Choose Emily Wilson for swift, modern clarity that pulls you straight into the story; choose Robert Fitzgerald for lyrical, lasting beauty that reads like a great English poem. Both bring Odysseus home — the question is which sea you want to cross to get there.
Read Wilson if you want a fast, plainspoken, contemporary Odyssey you can pick up cold and finish — the homecoming told in a voice that sounds like now.
Read Fitzgerald if you want the music: a richly poetic, interior rendering that has been a beloved American classic for over sixty years.
Emily Wilson (b. 1971) is a classics professor at the University of Pennsylvania and, with her 2017 Norton translation, the first woman to publish a complete English Odyssey from the Greek. She set herself a strict discipline — iambic pentameter, English verse's oldest road, held to the original's length line for line, all 12,110 of them — and a plain, propulsive diction meant to move at the pace of the tale itself. (She went on to translate the Iliad in 2023.)
Robert Fitzgerald (1910–1985) was an American poet who served as U.S. poet laureate near the end of his life. His 1961 Odyssey won the first Bollingen Prize for translation and stood for decades as the standard American version. The roughly fifty-six years between them are not just a gap in time but a shift in the whole imagination of what a translation is for — Fitzgerald reaching for the numinous and elevated, Wilson for the clear and human. He also translated the Iliad and Virgil's Aeneid.
Listen to how each one calls the poem into being, and you already know which translator is yours.
Wilson begins: "Tell me about a complicated man." It is stripped bare — a single modern sentence, almost conversational, as if you had asked a friend about someone you both half-know. The famously untranslatable Greek polytropos (the "many-turned" man) becomes simply complicated, and the whole story tilts toward the human and the psychological from its first breath.
Fitzgerald begins: "Sing in me, Muse, and through me tell the story / of that man skilled in all ways of contending…" Here the invocation turns inward. The Muse does not sing to the poet but in him — the song rises from inside, the way a dream rises from the deep. The line is slower, grander, more ceremonious; it asks to be performed, not skimmed.
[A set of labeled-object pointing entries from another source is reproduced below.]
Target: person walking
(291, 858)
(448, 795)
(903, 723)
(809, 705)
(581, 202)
This is the whole difference in miniature. Wilson hands you the man directly and lets the strangeness emerge as you go. Fitzgerald summons a voice from somewhere below the waterline first, then lets the man appear out of it. Neither is more faithful to Homer's spirit — they are faithful to different halves of it. The Odyssey is both a plain story of a soldier trying to get home and a mythic descent into the unknown self, and each opening chooses which face to show you first.
| Emily Wilson | Robert Fitzgerald | |
|---|---|---|
| Form / meter | Iambic pentameter, line-for-line (~12,110 lines) | Unrhymed verse, freer line lengths |
| Tone | Direct, brisk, human | Elevated, lyrical, ceremonial |
| Diction | Modern, plainspoken | Poetic, richly textured |
| For a first-timer | Very high — easy to start, hard to put down | Rewarding but slower; asks more of you |
| Best for | New readers, modern ears, book clubs | Poetry lovers, re-readers, the long savor |
| Best read… | Silently at pace; reads aloud cleanly too | Aloud — it was made for the ear |
| Year | 2017 | 1961 |
First-time readers — Wilson. If you have never finished the Odyssey, her clarity and momentum are the surest path from Ithaca's shore to its hearth without getting lost in the swell.
Poetry lovers — Fitzgerald. If you read for the line itself, his version is the more openly beautiful poem, worth slowing down for and reading aloud.
Modern readers & book clubs — Wilson. Her contemporary voice sparks discussion and travels easily across a room of different readers; the clear diction keeps everyone on the same page.
Students & classrooms — either, and ideally both. Wilson's line-for-line accuracy and modern diction make her ideal for close reading and citation; Fitzgerald is the canonical version many courses still teach. Set the two openings side by side and the whole craft of translation opens up.
See how all the major versions stack up by reader type, or start with our recommended translation and the short companion first.
Compare every Odyssey translation →
Which is easier to read?
Wilson. Her modern diction and steady iambic pentameter make her the most approachable of the major Odyssey translations — most first-timers find they simply keep turning pages.
Is Fitzgerald outdated compared to Wilson?
No. His English has aged into a deliberately elevated register rather than a dated one, and his 1961 version remains in print and widely admired. It asks more of a modern reader, but it gives back music that Wilson, by design, does not chase.
Which is more accurate?
Both are scholarly and faithful in different ways. Wilson holds tightly to the Greek's length, matching it line for line, while Fitzgerald takes more freedom with phrasing to serve the poetry — and his transliterated names (Kyklops, Kalypso) actually stay closer to the original Greek sounds.
Which is better for a first read?
Wilson, for most people. If you want to be carried through the journey and finish it, start with her; come to Fitzgerald when you want to hear the same voyage sung rather than told.